Fox Kitten, also known as Parisite, is an Iran-linked group of elite hackers exploring the latest unpatched vulnerabilities in products and equipment of large private corporations and government networks.

What happened?

Recently, Fox Kitten was spotted targeting a new family of products used widely within the U.S. private and government sectors.
  • According to researchers, Fox Kitten has been exploiting a critical remote code execution vulnerability (CVE-2020-5902) in F5 Networks BIG-IP.
  • The hackers attempt to steal the legitimate credentials and use webshells to establish persistence on the server.
  • The actors also use additional tools such as NMAP and Angry IP scanner for internal reconnaissance, Mimikatz to capture credentials, and Juicy Potato for privilege escalation.

Fox Kitten’s backstory

  • Operating since summer 2019, Fox Kitten has been providing an initial footstep inside target networks to support several other Iranian hacker groups, such as Shamoon, Oilrig, and Chafer.
  • Earlier, Fox Kitten has attempted to infiltrate into a bunch of popular VPN products such as Pulse Secure "Connect" enterprise VPNs, Fortinet VPN servers, Palo Alto Networks Global Protect VPN servers, Citrix ADC servers, and Citrix network gateways.

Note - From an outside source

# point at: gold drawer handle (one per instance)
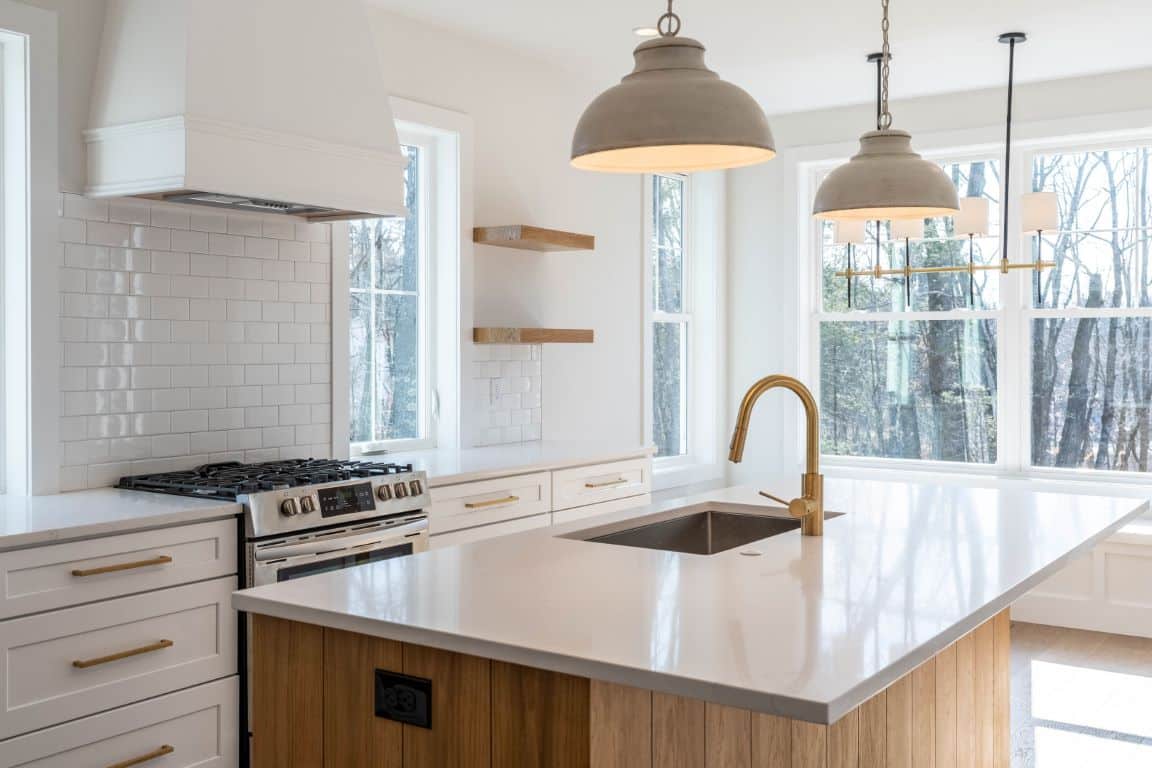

BIG-IP vulnerability already on target

Fox Kitten is not the only threat actor targeting this newly discovered vulnerability. This particular vulnerability (CVE-2020-5902) in F5 Networks BIG-IP has been in the news since its disclosure on June 30, 2020.
  • With a CVSSv3 score of 10, several malicious actors have been attempting to exploit the vulnerability in the wild.
  • On July 28, Trend Micro released a report about a Mirai botnet downloader (detected as Trojan.SH.MIRAI.BOI), that was abusing this flaw, along with several other vulnerabilities.
  • Hackers had actually started scanning for this vulnerability in the wild just three days after it was released.


A word of caution

Hackers targeting any newly disclosed vulnerability is nothing new. However, the moves made by infamous threat groups such as Mirai and Fox Kitten APT indicates that threat actors are on their toes for exploiting this critical vulnerability. Experts say organizations must adopt a dynamic patch management process to make sure that their networks remain safe from such threats.